Une autre caractéristique de l’enfance chez Kore-Eda est l’exacerbation de l’amitié. L’amitié peut être fraternelle, comme dans I wish, mais dans une certaine mesure, dans également dans Nobody Knows. Dans Notre petite Sœur, l’amitié entre les trois grandes sœurs (qui ne sont certes pas des enfants) est également remarquable. Mais la camaraderie au sens classique du terme est également explorée dans I wish, où chacun des deux frères s’embarquent pour l’expédition ferroviaire en compagnie de ses meilleurs amis. En réalité tout ce qui peut tenir lieu de lien plus ou moins familial intéresse Kore-Eda. La question de ce qui fait une famille est d’ailleurs très frontalement posée dans Tel père, tel fils ou encore Une Affaire de Famille (liens du sang ou pas).
Les films les plus récents (Après la tempête et Three Murders) mettent en scène des personnages adultes. Mais ici aussi, la thématique du deuil, de la perte et de la mémoire est toujours très présente. Les clés d’entrée pour comprendre les personnages sont explicitement rattachées à leur enfance, et aussi à leur relation avec le père. Une adolescente fait remarquer à son père « Tiens, tu joues à être un père , maintenant ? » et le protagoniste lui-même fait des cauchemars peuplés d’images paternelles.

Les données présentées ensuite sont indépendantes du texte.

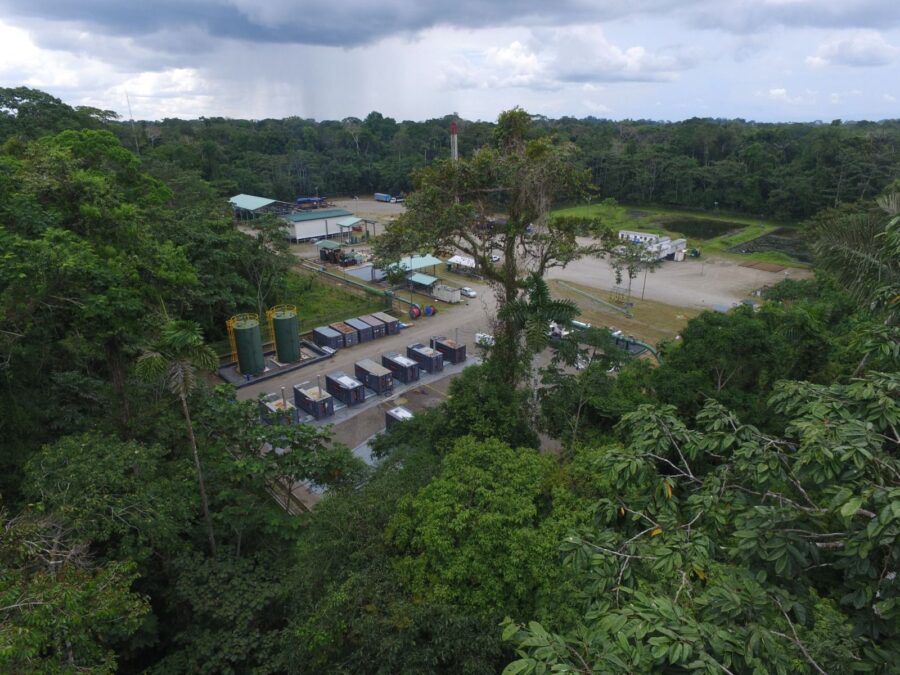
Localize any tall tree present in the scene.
[137,321,218,556]
[375,108,603,382]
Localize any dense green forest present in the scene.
[0,89,900,675]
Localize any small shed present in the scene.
[294,383,334,420]
[406,272,439,293]
[354,359,394,394]
[359,314,387,340]
[330,321,359,347]
[313,326,344,349]
[384,405,413,429]
[431,335,466,363]
[406,342,444,373]
[325,370,366,406]
[344,319,375,343]
[381,352,419,384]
[372,312,400,335]
[259,392,297,424]
[316,239,341,262]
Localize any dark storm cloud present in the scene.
[0,0,648,47]
[7,0,900,51]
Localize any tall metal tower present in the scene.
[450,122,459,162]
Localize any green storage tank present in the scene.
[269,305,300,363]
[234,317,266,375]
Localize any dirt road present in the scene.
[547,239,811,309]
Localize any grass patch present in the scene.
[662,216,747,240]
[283,272,386,332]
[554,202,809,269]
[547,279,701,345]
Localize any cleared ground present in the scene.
[548,280,700,345]
[547,239,811,310]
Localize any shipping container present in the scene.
[313,326,344,349]
[354,359,394,394]
[381,352,419,384]
[330,321,359,347]
[359,314,387,340]
[294,382,334,420]
[344,319,375,343]
[325,370,366,406]
[372,312,400,335]
[431,335,466,363]
[384,405,413,429]
[406,342,444,373]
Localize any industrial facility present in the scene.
[619,230,687,262]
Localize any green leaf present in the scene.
[841,497,863,518]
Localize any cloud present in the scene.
[682,0,900,34]
[806,31,900,68]
[444,26,698,90]
[0,0,900,58]
[757,87,816,105]
[535,26,698,82]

Cependant, le cinéaste semble ne pas aimer s’éloigner trop des enfants, car son dernier film en date, Une affaire de famille, de nouveau se concentre sur les enfants jeunes dans un film qui sort de son académisme de bon aloi, en apportant un sous-texte social très présent, et en abordant des sujets qu’il n’a jamais explorés jusqu’alors (l’une des filles de cette famille atypique travaille dans le soft-porn)
Dans tous les cas, une constante du japonais est de filmer à hauteur d’enfants, de donner à entendre leurs voix comme leurs silences, de les filmer en gros plans pour détailler leurs faits et gestes. Dans Nobody Knows, par exemple, il focalise en particulier sur les mains des enfants quand ils dessinent, quand ils comptent le maigre pécule qui leur reste, ou quand la petite Kyoko s’escrime sur son petit piano. Ils prennent véritablement vie sous le regard très empathique de Hirokazu Kore-Eda, en même temps que ce dernier semble puiser son énergie dans celle de ses petits personnages. Le cinéaste serait-il lui-même vraiment sorti de la nostalgie de sa propre enfance ? Il a avoué avoir fait de chacun de ses films une œuvre qui aurait plu à sa défunte mère dont il parle très souvent. Quand on voit les edamame ou les tempura cuire au coin du feu dans Still Walking, on sent nettement que ce sont des rémininscences de sa propre enfance dont il s’agit…
Peu, voire très peu de cinéastes filment l’enfance comme Kore-Eda le fait. Une marque de fabrique bien singulière, essentielle, pour le plus grand bonheur des spectateurs, des plus exigeants au public le plus large tant le thème touche tout un chacun à un endroit ou à un autre, et tant le traitement du cinéaste est sensible et dénué de pathos.